The UN and the EU called for peace in Syria at a donor conference in Brussels on Wednesday, attended by representatives of over 85 countries and NGOs. The EU's foreign policy chief Federica Mogherini warned that a military victory for Syrian president Bashar al-Assad would not be enough.
"A military victory could come and it is true that we see some actors pursuing that kind of strategy. But what next? What happens the month after that? Two months after that? One year after that? Daesh could come back, the country would not be reconstructed, even for pragmatic reasons... Who would you give the money to? Is it realistic to think that any international institution would give the money to Assad?" said Mogherini.

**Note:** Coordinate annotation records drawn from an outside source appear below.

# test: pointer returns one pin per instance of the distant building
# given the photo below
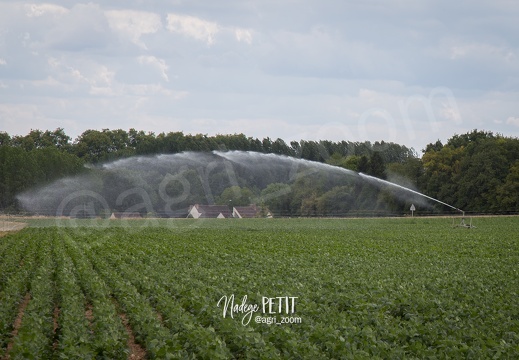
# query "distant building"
(251, 211)
(125, 215)
(198, 211)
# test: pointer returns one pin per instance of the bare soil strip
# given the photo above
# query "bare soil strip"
(89, 314)
(8, 226)
(17, 324)
(136, 351)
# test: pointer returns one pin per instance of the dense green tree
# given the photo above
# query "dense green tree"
(236, 196)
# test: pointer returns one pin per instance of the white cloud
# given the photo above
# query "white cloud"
(159, 64)
(37, 10)
(134, 24)
(243, 35)
(193, 27)
(513, 120)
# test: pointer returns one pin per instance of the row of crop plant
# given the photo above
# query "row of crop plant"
(39, 266)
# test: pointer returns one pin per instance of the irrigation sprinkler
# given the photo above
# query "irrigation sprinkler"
(463, 223)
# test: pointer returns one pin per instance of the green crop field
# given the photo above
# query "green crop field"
(302, 289)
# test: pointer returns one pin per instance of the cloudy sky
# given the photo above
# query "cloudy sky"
(405, 71)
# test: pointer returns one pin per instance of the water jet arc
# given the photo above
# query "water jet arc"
(372, 178)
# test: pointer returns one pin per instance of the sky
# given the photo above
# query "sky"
(404, 71)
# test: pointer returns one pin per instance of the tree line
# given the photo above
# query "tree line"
(477, 171)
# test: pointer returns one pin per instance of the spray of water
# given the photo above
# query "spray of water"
(169, 184)
(381, 181)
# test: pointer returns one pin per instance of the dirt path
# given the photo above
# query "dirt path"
(7, 227)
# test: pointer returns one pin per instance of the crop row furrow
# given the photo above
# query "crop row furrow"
(158, 341)
(194, 300)
(13, 292)
(35, 335)
(201, 341)
(74, 334)
(109, 336)
(12, 259)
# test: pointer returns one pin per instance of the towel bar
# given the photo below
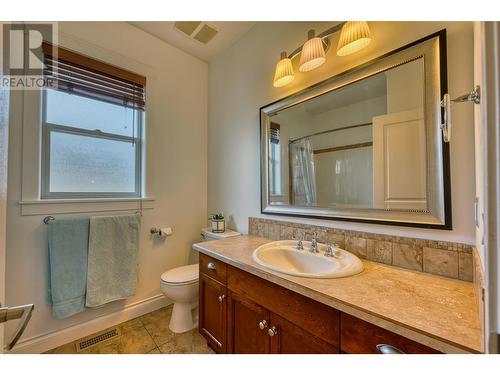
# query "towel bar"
(46, 219)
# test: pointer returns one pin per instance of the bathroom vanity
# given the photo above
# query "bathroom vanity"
(246, 308)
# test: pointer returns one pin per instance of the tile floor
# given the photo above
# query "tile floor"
(147, 334)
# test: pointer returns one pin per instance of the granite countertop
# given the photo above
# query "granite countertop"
(435, 311)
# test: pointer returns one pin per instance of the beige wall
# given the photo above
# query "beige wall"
(176, 176)
(240, 82)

The international community pledged 3.3bn euros in aid, but fell well short of the UN's 7.4bn-euro target despite the pleas of neighbouring countries and NGOs working on the ground:
David Beasley, Executive Director of the UN World Food Programme, warned of the consequences of not acting:
"Our plans are to feed about four million (people) but we do not have enough funds at this stage to feed three million (people) inside Syria, a country that has 6,5 million people literally severely food insecure, meaning they don't know when they are going to get their next meal. If we don't receive the funds we need, then you are talking instability that can create chaos in an already chaotic region."
Euronews' Isabel Marques da Silva reports from Brussels:
"The European Union has played an important role in trying to mobilise humanitarian aid for Syria. But its political influence has not yet translated into bringing to the peace negotiations all the players involved, and the Syrian people keeps paying the heavy price of war."